Why switch from LevelDB to RocksDB?¶
Author : Bai Xingqiang | FISCO BCOS Core Developer
The storage module is one of the cores of the underlying blockchain platform and is responsible for storing all the data in the blockchain that needs to be persisted to disk。An excellent blockchain underlying platform must have a strong storage module support。FISCO BCOS storage modules have been refactored and optimized many times to provide strong support for performance breakthroughs。Currently, FISCO BCOS single chain TPS reaches 20,000+and supports parallel expansion of parallel multi-chain。
Before version 2.0.0-rc3, FISCO BCOS supported LevelDB and MySQL as data storage engines. After rc3, the embedded storage engine was switched from LevelDB to RocksDB。
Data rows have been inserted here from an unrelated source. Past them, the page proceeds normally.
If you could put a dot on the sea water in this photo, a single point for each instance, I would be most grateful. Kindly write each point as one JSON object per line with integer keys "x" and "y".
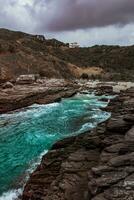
{"x": 28, "y": 133}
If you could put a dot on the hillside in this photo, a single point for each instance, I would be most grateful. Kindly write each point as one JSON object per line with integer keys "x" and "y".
{"x": 116, "y": 62}
{"x": 22, "y": 53}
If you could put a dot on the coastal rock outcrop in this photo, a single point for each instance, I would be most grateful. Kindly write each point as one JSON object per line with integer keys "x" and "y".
{"x": 97, "y": 165}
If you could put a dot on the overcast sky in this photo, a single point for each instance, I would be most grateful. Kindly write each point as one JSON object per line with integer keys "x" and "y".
{"x": 87, "y": 22}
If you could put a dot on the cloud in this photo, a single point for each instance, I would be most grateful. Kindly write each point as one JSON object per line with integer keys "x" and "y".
{"x": 88, "y": 22}
{"x": 64, "y": 15}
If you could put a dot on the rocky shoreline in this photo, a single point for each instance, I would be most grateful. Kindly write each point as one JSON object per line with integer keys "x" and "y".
{"x": 21, "y": 96}
{"x": 97, "y": 165}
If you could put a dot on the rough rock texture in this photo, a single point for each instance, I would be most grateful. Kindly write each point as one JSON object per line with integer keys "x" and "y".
{"x": 97, "y": 165}
{"x": 21, "y": 96}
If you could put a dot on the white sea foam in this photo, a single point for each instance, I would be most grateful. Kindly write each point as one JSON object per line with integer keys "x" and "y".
{"x": 11, "y": 195}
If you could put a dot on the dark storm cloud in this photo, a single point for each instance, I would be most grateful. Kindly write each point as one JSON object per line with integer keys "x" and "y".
{"x": 62, "y": 15}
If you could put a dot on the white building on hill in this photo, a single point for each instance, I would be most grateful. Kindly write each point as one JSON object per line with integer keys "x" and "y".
{"x": 74, "y": 45}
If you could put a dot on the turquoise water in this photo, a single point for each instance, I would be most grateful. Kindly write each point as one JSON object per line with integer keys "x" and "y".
{"x": 25, "y": 134}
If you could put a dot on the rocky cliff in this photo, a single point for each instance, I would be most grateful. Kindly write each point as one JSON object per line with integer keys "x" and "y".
{"x": 22, "y": 53}
{"x": 97, "y": 165}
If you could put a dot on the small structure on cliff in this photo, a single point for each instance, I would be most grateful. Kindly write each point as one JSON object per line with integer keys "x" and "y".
{"x": 27, "y": 78}
{"x": 74, "y": 45}
{"x": 40, "y": 37}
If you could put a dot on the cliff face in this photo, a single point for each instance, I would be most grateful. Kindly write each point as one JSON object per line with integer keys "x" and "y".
{"x": 116, "y": 62}
{"x": 22, "y": 53}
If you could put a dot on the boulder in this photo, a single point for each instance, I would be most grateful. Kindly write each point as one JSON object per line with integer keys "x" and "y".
{"x": 129, "y": 137}
{"x": 8, "y": 85}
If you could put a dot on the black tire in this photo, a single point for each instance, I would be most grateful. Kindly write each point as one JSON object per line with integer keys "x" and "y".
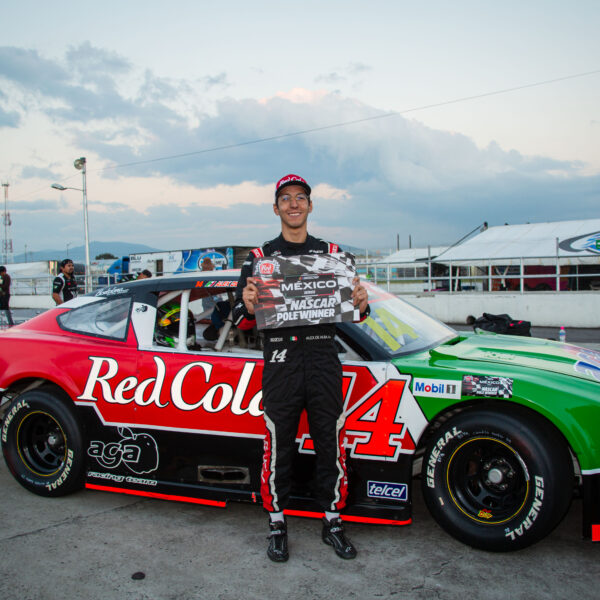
{"x": 497, "y": 480}
{"x": 42, "y": 443}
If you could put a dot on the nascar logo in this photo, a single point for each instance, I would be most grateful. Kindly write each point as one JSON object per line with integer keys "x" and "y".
{"x": 387, "y": 490}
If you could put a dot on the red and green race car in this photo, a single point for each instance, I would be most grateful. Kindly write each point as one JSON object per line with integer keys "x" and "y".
{"x": 121, "y": 391}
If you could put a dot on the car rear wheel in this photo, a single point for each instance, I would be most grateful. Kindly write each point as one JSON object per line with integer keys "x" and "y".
{"x": 42, "y": 443}
{"x": 497, "y": 481}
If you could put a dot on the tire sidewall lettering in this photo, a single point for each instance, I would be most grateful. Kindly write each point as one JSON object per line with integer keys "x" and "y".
{"x": 70, "y": 470}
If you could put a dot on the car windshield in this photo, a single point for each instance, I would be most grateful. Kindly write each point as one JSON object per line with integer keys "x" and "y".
{"x": 400, "y": 328}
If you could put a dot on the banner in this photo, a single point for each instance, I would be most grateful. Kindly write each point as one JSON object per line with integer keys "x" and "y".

Why Switch??What can you bring after switching RocksDB?This article will take you all together to review our considerations in making this decision。
FISCO BCOS Storage Module Overview¶
Data submission process¶
The data that needs to be stored in FISCO BCOS can be divided into two parts, one is consensus-based on-chain data, including transaction, receipt, block, and contract data;The other part is the data required by each node to maintain the operation of the blockchain, including the current block height, the number of transactions on the chain, and the index information related to some transaction blocks。New blocks on the blockchain come from the synchronization module and the consensus module。Take the synchronization module as an example, when a new block is obtained, the synchronization module calls the BlockVerifier module to execute and verify the block, and if the verification passes, the BlockChain module is called to submit the data generated by the block and the execution block to the storage module, which is responsible for serializing the data into the database。
Storage Module Overview¶
After the data is submitted to the storage module, it is an abstract table structure. The storage module first adds the submitted data to the cache layer to improve query performance。After the cache is updated, the data to be submitted is added to the submission queue, and the cache layer is responsible for asynchronous submission to the adaptation layer。
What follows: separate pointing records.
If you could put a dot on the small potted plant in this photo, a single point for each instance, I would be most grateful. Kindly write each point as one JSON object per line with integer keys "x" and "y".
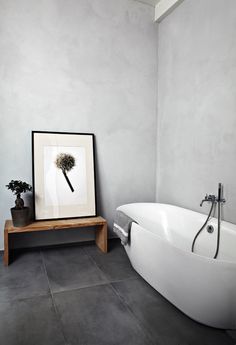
{"x": 20, "y": 213}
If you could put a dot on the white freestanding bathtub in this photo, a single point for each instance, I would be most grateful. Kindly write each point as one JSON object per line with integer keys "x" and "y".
{"x": 160, "y": 251}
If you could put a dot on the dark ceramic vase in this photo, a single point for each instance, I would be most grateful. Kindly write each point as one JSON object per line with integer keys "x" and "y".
{"x": 20, "y": 217}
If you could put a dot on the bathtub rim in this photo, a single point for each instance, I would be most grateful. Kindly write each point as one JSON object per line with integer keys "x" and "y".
{"x": 215, "y": 261}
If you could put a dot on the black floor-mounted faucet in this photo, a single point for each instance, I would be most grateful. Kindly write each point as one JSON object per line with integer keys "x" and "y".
{"x": 214, "y": 200}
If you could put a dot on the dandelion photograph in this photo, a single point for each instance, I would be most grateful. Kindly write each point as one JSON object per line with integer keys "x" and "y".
{"x": 63, "y": 175}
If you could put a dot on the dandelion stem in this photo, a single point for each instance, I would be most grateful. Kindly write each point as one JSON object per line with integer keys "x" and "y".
{"x": 68, "y": 181}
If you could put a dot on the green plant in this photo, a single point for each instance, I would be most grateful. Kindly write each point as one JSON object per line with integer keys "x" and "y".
{"x": 18, "y": 187}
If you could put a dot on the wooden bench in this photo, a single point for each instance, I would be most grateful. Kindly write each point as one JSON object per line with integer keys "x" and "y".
{"x": 52, "y": 225}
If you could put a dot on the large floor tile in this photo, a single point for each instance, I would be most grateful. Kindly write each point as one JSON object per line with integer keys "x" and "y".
{"x": 30, "y": 321}
{"x": 115, "y": 264}
{"x": 166, "y": 324}
{"x": 71, "y": 268}
{"x": 24, "y": 277}
{"x": 96, "y": 316}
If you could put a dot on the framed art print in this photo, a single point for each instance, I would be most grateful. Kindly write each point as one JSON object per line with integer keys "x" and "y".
{"x": 63, "y": 175}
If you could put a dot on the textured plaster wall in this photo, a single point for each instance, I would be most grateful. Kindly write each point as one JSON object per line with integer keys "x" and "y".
{"x": 197, "y": 104}
{"x": 81, "y": 66}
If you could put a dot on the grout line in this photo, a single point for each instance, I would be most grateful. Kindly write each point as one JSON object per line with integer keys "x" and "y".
{"x": 53, "y": 302}
{"x": 81, "y": 287}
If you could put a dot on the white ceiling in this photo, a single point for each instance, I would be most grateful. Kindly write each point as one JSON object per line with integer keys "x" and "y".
{"x": 149, "y": 2}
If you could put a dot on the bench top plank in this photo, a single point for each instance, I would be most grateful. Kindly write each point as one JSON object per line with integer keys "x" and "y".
{"x": 55, "y": 224}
The adaptation layer needs to convert the submitted data from the abstract table structure organization form of FISCO BCOS to the organization form of the back-end corresponding storage, for MySQL this kind of relational database, then directly the table structure of the storage module corresponds to the database table structure, for example _ sys _ config _ this table in MySQL as shown in the following figure。
For KV storage modes such as RocksDB or LevelDB, the table name and the primary key set during insertion are combined as the database KEY, and the corresponding data is serialized as VALUE。The data corresponding to the table _ sys _ config _ and the main key tx _ conut _ limit. The KEY in the KV database is _ sys _ config _ _ tx _ conut _ limit。
Why choose RocksDB??¶
FISCO BCOS has been using LevelDB as the underlying data storage engine since version 1.0, and we have encountered some minor problems during use, such as high memory footprint, overrun file descriptors causing processes to be killed, and possible DB damage after nodes are killed。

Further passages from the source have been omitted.